Does using a story device guide our work or hamper our creativity?
In many books and most movies something will happen about three-fourths of the way through. With the desired goal within reach, a roadblock pops up to thwart our protagonist’s progress. While this is sometimes an ingenious plot twist, too often the problem seems contrived, predictable, or avoidable. But maybe I’m overly critical because I expect it to happen, and I wish it wouldn’t.
The reality is that this plot development is both intentional and prescribed. It’s part of a formula, a well-honed and recommended part of a blueprint for producing a compelling story. And I don’t like it.
I know it’s going to happen. I just don’t know what it will be—at least not usually. I’m braced for it and irritated by it. This plot twist doesn’t surprise me, at least not in the big scope of things. What does surprise me is when it doesn’t happen, which is rare.
If you study fiction writing you have likely heard about the seven basic plots, the three-act structure, the story grid, the twelve stages of the hero’s journey, the eight-point arc, and so forth.

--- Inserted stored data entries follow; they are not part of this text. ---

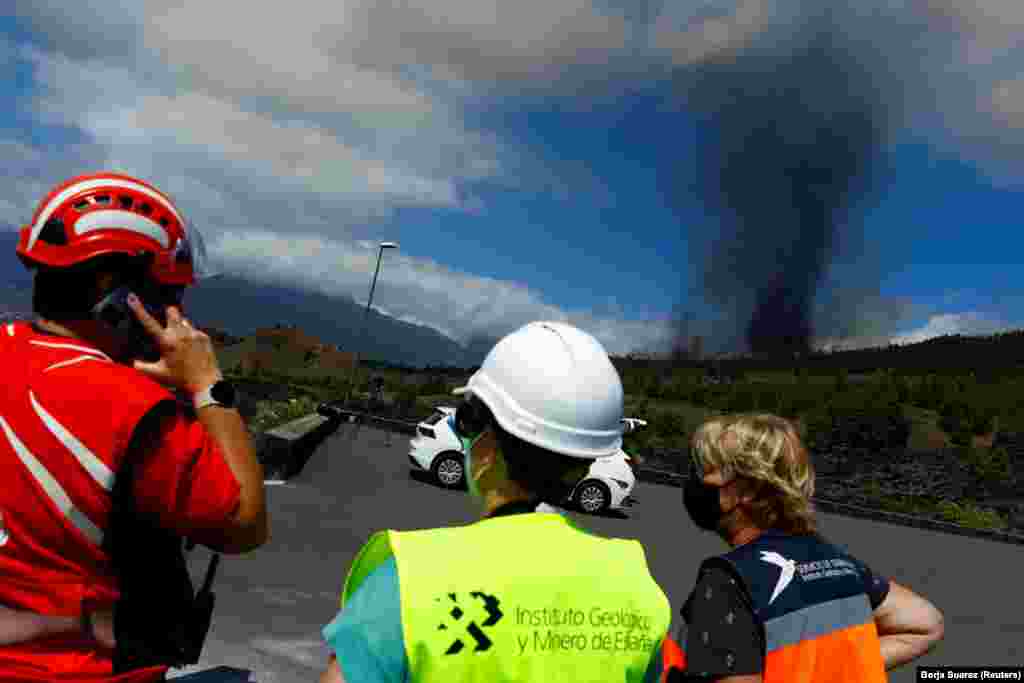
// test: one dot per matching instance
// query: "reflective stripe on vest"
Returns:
(817, 630)
(527, 597)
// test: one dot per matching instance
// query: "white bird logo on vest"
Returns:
(788, 568)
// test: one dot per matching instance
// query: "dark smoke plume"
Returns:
(787, 147)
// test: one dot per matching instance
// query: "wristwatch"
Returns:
(219, 393)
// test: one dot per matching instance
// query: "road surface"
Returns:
(272, 603)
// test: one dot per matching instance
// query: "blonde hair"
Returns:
(766, 452)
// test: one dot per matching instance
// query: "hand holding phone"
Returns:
(187, 359)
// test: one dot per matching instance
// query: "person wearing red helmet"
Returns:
(108, 468)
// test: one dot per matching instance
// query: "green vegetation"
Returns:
(857, 407)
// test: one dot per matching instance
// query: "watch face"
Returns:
(223, 392)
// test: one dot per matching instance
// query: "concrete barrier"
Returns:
(285, 450)
(666, 477)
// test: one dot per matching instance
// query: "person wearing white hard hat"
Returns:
(522, 594)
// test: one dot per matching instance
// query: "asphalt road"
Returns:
(272, 603)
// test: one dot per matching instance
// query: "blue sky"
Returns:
(519, 155)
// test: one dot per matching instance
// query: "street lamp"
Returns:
(370, 300)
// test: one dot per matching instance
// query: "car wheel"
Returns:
(449, 471)
(592, 496)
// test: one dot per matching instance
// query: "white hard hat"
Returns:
(553, 385)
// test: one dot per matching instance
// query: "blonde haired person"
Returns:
(784, 604)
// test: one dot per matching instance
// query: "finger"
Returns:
(173, 315)
(155, 370)
(148, 323)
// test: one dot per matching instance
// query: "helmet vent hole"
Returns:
(53, 232)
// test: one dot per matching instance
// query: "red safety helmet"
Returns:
(109, 213)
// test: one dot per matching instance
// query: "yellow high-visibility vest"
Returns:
(525, 597)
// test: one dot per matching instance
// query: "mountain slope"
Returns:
(241, 306)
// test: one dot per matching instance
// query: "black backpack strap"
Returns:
(160, 620)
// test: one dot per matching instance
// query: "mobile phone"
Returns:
(116, 311)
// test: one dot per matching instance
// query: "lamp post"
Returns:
(366, 313)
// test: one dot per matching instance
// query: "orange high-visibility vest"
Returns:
(672, 657)
(810, 599)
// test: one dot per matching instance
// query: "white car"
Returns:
(435, 449)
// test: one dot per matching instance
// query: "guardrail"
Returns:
(285, 450)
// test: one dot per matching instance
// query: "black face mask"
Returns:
(701, 503)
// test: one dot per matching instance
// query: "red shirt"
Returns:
(68, 413)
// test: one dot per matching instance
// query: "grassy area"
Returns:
(925, 432)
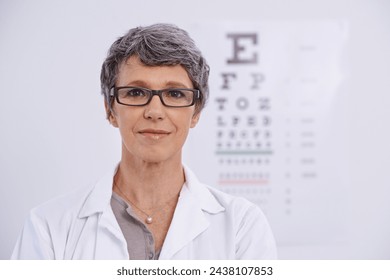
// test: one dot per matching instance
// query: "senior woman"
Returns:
(150, 206)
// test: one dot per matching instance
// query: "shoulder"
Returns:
(60, 207)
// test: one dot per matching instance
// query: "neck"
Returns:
(149, 184)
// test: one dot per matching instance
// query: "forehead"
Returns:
(133, 72)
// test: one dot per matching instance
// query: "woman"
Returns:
(155, 84)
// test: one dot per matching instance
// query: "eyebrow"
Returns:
(168, 84)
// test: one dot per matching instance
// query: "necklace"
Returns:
(149, 217)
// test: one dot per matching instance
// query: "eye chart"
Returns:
(271, 130)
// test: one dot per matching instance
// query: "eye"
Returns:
(175, 93)
(135, 92)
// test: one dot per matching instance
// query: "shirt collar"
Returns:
(99, 198)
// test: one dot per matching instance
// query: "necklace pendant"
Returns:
(149, 220)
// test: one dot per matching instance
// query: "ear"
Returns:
(110, 115)
(195, 119)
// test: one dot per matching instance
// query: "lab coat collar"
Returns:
(100, 196)
(188, 222)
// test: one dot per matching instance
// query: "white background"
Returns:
(54, 136)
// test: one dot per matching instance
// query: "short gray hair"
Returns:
(157, 45)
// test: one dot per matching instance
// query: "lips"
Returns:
(154, 134)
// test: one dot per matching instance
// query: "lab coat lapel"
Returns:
(188, 222)
(110, 242)
(191, 215)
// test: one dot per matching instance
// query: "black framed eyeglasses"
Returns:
(170, 97)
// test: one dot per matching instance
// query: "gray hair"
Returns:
(157, 45)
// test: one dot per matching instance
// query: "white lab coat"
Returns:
(207, 224)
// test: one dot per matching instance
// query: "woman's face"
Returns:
(152, 133)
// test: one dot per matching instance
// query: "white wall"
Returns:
(54, 136)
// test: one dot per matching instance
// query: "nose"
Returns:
(155, 110)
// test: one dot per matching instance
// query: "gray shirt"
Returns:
(140, 242)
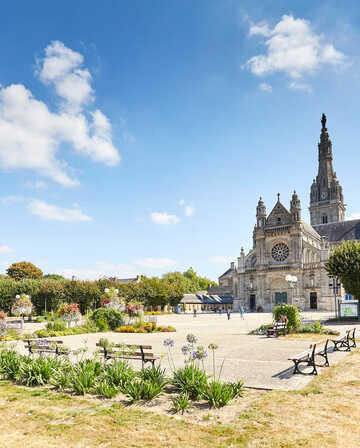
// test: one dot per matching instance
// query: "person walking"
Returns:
(241, 312)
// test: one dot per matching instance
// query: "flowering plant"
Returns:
(133, 309)
(22, 305)
(69, 311)
(110, 299)
(2, 320)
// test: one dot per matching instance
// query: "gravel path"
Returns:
(262, 362)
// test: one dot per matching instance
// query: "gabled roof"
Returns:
(308, 228)
(279, 215)
(226, 273)
(207, 299)
(340, 231)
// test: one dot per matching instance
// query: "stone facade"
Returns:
(284, 245)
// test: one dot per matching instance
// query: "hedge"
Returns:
(53, 292)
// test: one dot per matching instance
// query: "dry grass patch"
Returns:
(323, 414)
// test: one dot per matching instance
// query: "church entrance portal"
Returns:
(252, 302)
(280, 297)
(313, 300)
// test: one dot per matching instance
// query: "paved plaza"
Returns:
(261, 362)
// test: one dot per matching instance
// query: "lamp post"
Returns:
(292, 280)
(335, 286)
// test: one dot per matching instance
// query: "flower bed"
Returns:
(145, 328)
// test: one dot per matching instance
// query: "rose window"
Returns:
(280, 252)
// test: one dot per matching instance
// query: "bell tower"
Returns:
(326, 197)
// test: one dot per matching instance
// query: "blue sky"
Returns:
(137, 137)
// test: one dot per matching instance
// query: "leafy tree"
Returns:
(53, 277)
(344, 263)
(155, 292)
(24, 269)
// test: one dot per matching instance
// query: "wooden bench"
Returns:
(346, 342)
(275, 328)
(16, 324)
(42, 346)
(125, 351)
(309, 356)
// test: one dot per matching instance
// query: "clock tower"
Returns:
(326, 197)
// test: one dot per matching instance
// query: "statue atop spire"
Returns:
(323, 121)
(326, 198)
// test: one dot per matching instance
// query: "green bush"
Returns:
(153, 374)
(107, 318)
(106, 389)
(291, 312)
(218, 394)
(119, 373)
(44, 333)
(10, 362)
(143, 390)
(24, 269)
(316, 328)
(181, 402)
(58, 325)
(84, 375)
(191, 380)
(37, 371)
(61, 378)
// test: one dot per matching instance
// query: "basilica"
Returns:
(287, 261)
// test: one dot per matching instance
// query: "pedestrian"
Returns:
(241, 312)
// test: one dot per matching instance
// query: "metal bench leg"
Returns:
(296, 369)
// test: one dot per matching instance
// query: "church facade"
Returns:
(287, 261)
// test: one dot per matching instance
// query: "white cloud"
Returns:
(11, 199)
(53, 212)
(353, 216)
(36, 185)
(189, 210)
(31, 135)
(100, 270)
(156, 263)
(265, 87)
(295, 85)
(61, 67)
(221, 259)
(292, 48)
(261, 29)
(164, 218)
(5, 250)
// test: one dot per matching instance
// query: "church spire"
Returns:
(295, 207)
(260, 213)
(326, 198)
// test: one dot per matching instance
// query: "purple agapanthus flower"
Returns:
(186, 349)
(192, 339)
(169, 342)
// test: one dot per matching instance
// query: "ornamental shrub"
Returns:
(291, 312)
(24, 269)
(107, 318)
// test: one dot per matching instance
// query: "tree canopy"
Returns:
(24, 269)
(344, 263)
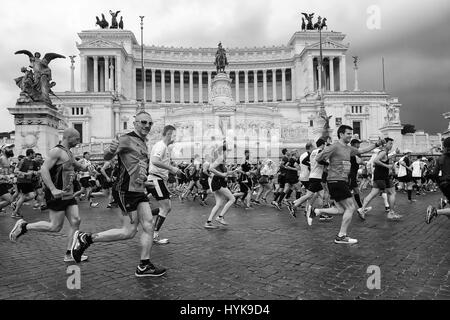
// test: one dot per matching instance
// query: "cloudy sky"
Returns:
(413, 38)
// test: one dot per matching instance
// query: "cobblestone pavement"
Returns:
(263, 255)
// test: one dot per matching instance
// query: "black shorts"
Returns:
(314, 185)
(383, 184)
(405, 179)
(339, 190)
(445, 188)
(60, 205)
(204, 183)
(25, 187)
(85, 182)
(292, 180)
(76, 185)
(159, 190)
(282, 180)
(4, 188)
(307, 183)
(217, 183)
(352, 181)
(128, 201)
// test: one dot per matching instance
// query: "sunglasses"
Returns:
(145, 122)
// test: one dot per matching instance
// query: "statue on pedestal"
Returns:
(102, 23)
(309, 18)
(114, 24)
(221, 59)
(36, 84)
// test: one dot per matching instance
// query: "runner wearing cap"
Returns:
(442, 174)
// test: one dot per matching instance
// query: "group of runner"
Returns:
(328, 173)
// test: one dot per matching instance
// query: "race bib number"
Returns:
(346, 165)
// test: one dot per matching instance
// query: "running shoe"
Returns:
(309, 215)
(209, 225)
(442, 203)
(291, 209)
(16, 215)
(149, 271)
(277, 205)
(18, 230)
(79, 245)
(393, 216)
(68, 258)
(431, 214)
(361, 214)
(325, 218)
(158, 240)
(345, 240)
(221, 220)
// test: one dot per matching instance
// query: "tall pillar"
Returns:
(265, 85)
(191, 86)
(331, 67)
(209, 84)
(246, 85)
(310, 65)
(163, 86)
(107, 73)
(200, 87)
(83, 72)
(274, 85)
(112, 73)
(342, 73)
(95, 73)
(236, 83)
(181, 86)
(119, 74)
(153, 85)
(172, 86)
(255, 85)
(117, 121)
(72, 74)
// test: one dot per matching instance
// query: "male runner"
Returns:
(6, 175)
(442, 175)
(129, 193)
(158, 175)
(58, 172)
(382, 182)
(339, 154)
(26, 170)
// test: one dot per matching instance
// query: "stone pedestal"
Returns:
(36, 128)
(393, 131)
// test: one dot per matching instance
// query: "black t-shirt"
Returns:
(25, 166)
(291, 163)
(354, 166)
(284, 161)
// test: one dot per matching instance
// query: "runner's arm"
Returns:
(49, 162)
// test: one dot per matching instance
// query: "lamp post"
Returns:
(322, 111)
(142, 106)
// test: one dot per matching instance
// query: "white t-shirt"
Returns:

Maybe I’m not experienced enough in fiction writing to know what I’m talking about, but these models seem to restrict creativity and stifle a truly good story. I don’t want to follow a formula when I write; I just want to create an interesting story.
I don’t care which of the seven basic plots my story falls into, if I hit the prescribed marks at the ideal points, or if I can check off each item on someone’s must-have list of requirements.
When I write a story I know the beginning and write to reach the end, which I know before I start (though I’m open to it changing). What happens in between unfolds organically and isn’t constrained by a formula, grid, or blueprint.
Yes, I could follow one of these devices and end up with a good story that will please most readers, but I think I can disregard them and produce a better result that will please even more.